Q9/9b: (Movie/Banquet of oysters and dog): Weak reaction for the oysters, even weaker for the dog. Rick decides this is enough, and dictaminates Rachael is an android. She has shown android responses in six out of ten questions, and the ambiguity of Q3 is eliminated by the subsequent reactions, so it would be 7 android reactions.

So, Rick didn't guess. But then they tell him she's human, that she had been born, and lived all of her childhood, in a spaceship and therefore she had never direct experiences with living beings other that the nine adult tripulants of that ship. Her most basic learning about animals were only vicarious, through video recordings and stories from those adults, and because of that, her reaction patterns were flattened. The Rosens' point is to make Rick believe that he could kill a human based on the VK results, and Rick then regrets that he didn't reject the challenge of testing Rachel without a certain external criterion to compare his result, given that they sol logically assure him that if they wanted to like, they'd done it in the other way.

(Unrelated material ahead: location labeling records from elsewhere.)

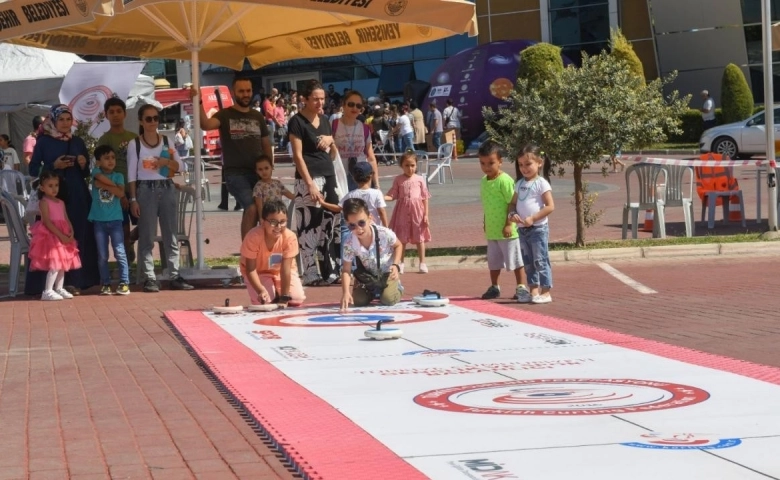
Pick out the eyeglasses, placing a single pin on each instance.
(360, 223)
(277, 223)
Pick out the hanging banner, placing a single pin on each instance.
(87, 86)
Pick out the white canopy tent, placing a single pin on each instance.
(30, 80)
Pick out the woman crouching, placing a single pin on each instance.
(268, 259)
(376, 251)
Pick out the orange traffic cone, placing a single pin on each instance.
(648, 221)
(735, 215)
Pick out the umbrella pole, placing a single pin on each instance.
(195, 65)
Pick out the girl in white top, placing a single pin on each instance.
(533, 203)
(8, 156)
(153, 197)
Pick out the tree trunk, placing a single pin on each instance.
(579, 197)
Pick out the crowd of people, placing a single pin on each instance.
(340, 232)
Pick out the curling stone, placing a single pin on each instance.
(431, 299)
(380, 333)
(227, 308)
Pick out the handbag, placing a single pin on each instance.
(370, 280)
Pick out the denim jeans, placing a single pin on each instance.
(436, 140)
(241, 187)
(533, 245)
(113, 232)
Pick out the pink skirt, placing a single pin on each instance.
(47, 252)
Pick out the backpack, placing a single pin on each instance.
(171, 173)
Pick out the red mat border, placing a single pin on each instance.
(324, 444)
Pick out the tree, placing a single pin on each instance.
(540, 63)
(581, 113)
(622, 49)
(735, 95)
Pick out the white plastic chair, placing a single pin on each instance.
(443, 161)
(20, 241)
(675, 193)
(650, 198)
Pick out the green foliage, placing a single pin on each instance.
(580, 114)
(622, 49)
(540, 62)
(735, 95)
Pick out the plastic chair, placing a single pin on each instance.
(20, 241)
(675, 193)
(443, 160)
(650, 198)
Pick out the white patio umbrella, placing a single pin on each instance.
(262, 31)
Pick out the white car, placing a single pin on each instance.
(740, 139)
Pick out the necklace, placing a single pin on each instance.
(527, 191)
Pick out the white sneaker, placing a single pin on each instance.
(50, 295)
(538, 299)
(64, 293)
(522, 294)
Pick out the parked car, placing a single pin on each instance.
(739, 139)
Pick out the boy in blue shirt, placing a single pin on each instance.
(108, 187)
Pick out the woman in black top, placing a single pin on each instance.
(315, 183)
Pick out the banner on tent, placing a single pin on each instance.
(88, 85)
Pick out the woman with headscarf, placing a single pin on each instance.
(57, 149)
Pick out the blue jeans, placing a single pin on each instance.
(533, 246)
(408, 143)
(436, 140)
(241, 187)
(113, 232)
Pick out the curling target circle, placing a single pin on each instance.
(563, 397)
(331, 319)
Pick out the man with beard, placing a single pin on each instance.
(243, 134)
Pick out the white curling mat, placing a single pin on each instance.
(474, 395)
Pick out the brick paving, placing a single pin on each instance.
(99, 387)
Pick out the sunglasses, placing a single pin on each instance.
(360, 223)
(277, 223)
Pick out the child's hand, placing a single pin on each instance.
(508, 230)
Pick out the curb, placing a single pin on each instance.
(621, 253)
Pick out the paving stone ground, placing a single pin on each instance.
(99, 387)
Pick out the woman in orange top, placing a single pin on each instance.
(268, 259)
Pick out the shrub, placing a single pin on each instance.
(539, 62)
(736, 97)
(622, 49)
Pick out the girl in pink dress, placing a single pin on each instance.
(53, 247)
(410, 215)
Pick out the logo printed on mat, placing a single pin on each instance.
(683, 441)
(357, 318)
(438, 353)
(568, 396)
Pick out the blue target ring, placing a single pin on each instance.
(349, 318)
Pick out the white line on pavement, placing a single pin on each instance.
(625, 278)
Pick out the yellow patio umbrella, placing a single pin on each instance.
(225, 33)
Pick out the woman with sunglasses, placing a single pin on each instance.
(315, 181)
(353, 139)
(376, 251)
(57, 149)
(150, 164)
(268, 259)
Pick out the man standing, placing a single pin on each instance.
(117, 138)
(707, 110)
(243, 134)
(452, 125)
(435, 126)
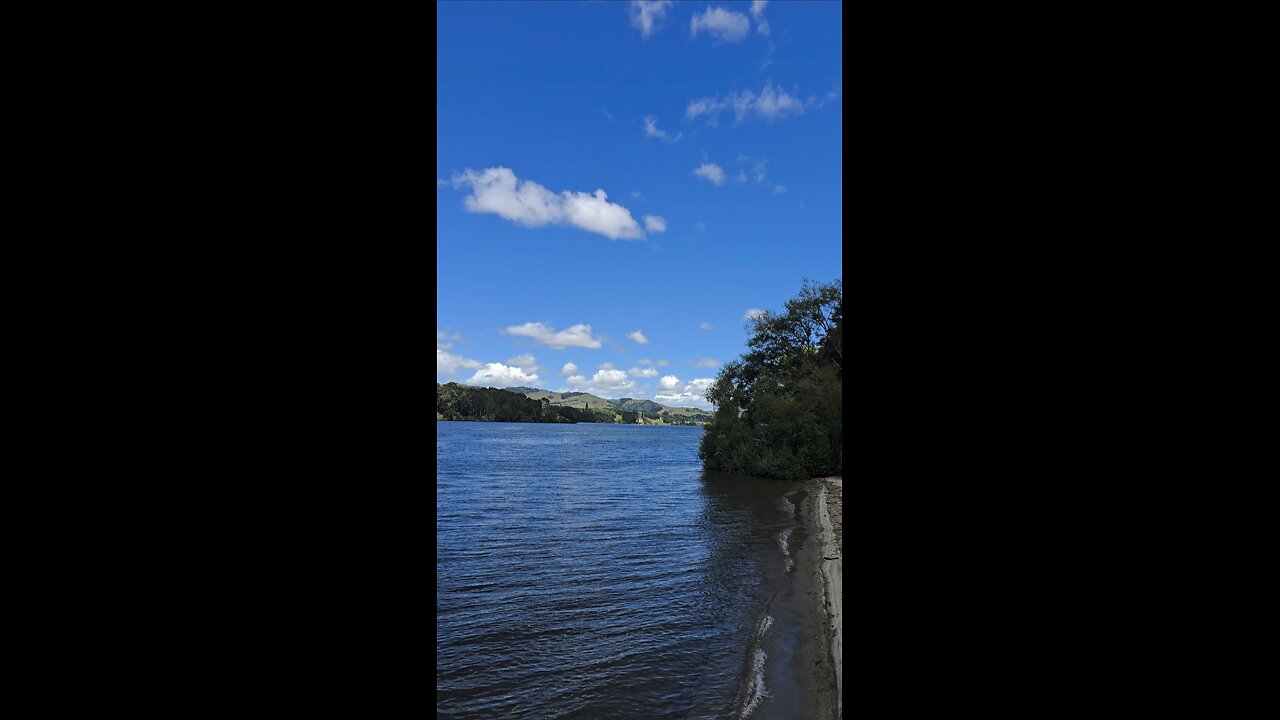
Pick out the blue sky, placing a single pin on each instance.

The implication is that if he tests an android and it passes as human, there is no harm to human life by direct action of the bounty hunter (except maybe the loss of his own life by some accident arranged later by the unspotted andy), but if he tests a human and thinks he/she is an android, he proceeds with his bounty hunter duty and inadvertantly committs murder. He could not operate efficiently with an unreliable test, and now that they had proven it unreliable _with a human_ there was no point in proceeding with the tests on artificials. Faced to the possibility of losing his job, he wants to think about their offer of giving him the owl in exchange for his silence (if he talks they all lose) but in he last moment Rick has the insight that Rachael Rosen is really an android when he hears her calling a supposedly real owl "it". What gives her away as artificial is that she calls "it", despite the fact that this is an animal with wich she has been close, not an image from a video or a hypothetical situation in a question. This is a genuine an unique animal that she doesn't want to give away, without at least having assured the ownership of the offspring, but she doesn't seem to really care that much about the owl emotionally. So he catches her off guard, asks the final "Babyhide Briefcase" question and the delay of the 'apropiate response' he gets, decides it all.

My conclusion: Deckard didn't guess, neither in the film, nor in the novel.

PS: Maybe under closer examination of the neuro-physiological basis of the VK, the scene would become less solid or raise other issues, but, at least for now, I won't do that.

PS: Any errors in english grammar, please correct me.